Thesis Title: Some Computationally Efficient Methods in Statistics and Their Applications in Parameter Estimation and Hypotheses Testing

Advisor: Dr. Xiaoming Huo

Committee members:

Dr. Jeff Wu

Dr. Yajun Mei

Dr. Yao Xie

Dr. Vladimir Koltchinskii (School of Mathematics)

Date and Time: **Friday, 5/5/2017, 11:30 am**

Location: **Groseclose 402 Advisory Boardroom**

Abstract

Parameter estimation and hypotheses testing are fundamental problems in statistics. Many existing methods have been developed for the problems with moderate amount of data. Unfortunately, some of those methods could be computationally costly or even infeasible when the volume of data is high. This thesis is an attempt to fulfill the needs for computationally efficient methods in statistics.

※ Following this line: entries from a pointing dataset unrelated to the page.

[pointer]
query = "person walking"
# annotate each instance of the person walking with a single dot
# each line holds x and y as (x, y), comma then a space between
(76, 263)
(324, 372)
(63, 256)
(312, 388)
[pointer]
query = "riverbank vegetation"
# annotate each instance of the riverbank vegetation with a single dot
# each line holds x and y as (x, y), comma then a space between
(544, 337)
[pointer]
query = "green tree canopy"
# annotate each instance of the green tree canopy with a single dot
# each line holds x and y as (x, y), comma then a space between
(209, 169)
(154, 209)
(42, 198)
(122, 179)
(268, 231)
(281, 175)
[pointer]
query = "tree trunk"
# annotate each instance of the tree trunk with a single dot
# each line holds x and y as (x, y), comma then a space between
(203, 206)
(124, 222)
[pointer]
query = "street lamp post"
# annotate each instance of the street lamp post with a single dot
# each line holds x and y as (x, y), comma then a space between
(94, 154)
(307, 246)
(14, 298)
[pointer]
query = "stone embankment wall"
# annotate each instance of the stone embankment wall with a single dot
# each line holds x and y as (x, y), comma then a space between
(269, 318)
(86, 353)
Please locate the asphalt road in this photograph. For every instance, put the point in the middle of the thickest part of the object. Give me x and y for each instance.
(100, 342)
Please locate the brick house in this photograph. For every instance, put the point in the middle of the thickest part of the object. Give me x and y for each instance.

The first part of this thesis focuses on distributed statistical inference, which has recently attracted enormous attention. While many existing work focuses on the averaging estimator, we propose a one-step approach to enhance a simple-averaging based distributed estimator. We derive the corresponding asymptotic properties of the newly proposed estimator. We find that the proposed one-step estimator enjoys the same asymptotic properties as the centralized estimator. The proposed one-step approach merely requires one additional round of communication in relative to the averaging estimator; so the extra communication burden is insignificant. In finite sample cases, numerical examples show that the proposed estimator outperforms the simple averaging estimator with a large margin in terms of the mean squared errors. A potential application of the one-step approach is that one can use multiple machines to speed up large scale statistical inference with little compromise in the quality of estimators. The proposed method becomes more valuable when data can only be available at distributed machines with limited communication bandwidth.

The second part is a statistically and computationally efficient test of independence based on distance covariance and random projections. As we know, test of independence plays a fundamental role in many statistical techniques. Among the nonparametric approaches, the distance-based methods have numerous advantages, comparing with many other alternatives. A known limitation of the distance-based method is that its computational complexity can be high. In general, when the sample size is $n$, the order of computational complexity of a distance-based method, which typically requires computing of all pairwise distances, can be $O(n^2)$. Recent advances have discovered that in the univariate cases, a fast method with $O(n \log n)$ computational complexity and $O(n)$ memory requirement exists. In this paper, we show the potential of random projection in converting the multivariate problems into multiple univariate ones. As an immediate consequence, we develop a novel test of independence method based on random projections and distance covariance. We name our method a Randomly Projected Distance Covariance (RPDC), which achieves nearly the same power as the state-of-the-art distance-based approach, works in the multivariate cases, and enjoys the $O(n K \log n)$ computational complexity and $O(\max\{n,K\})$ memory requirement, where $K$ is the number of random projections. The empirical results suggest that fixed number of random projections suffices. The statistical theoretical analysis takes advantage of some techniques on random projection, which are rooted in contemporary machine learning. Numerical experiments demonstrate the efficiency of the proposed method, in relative to several competitors.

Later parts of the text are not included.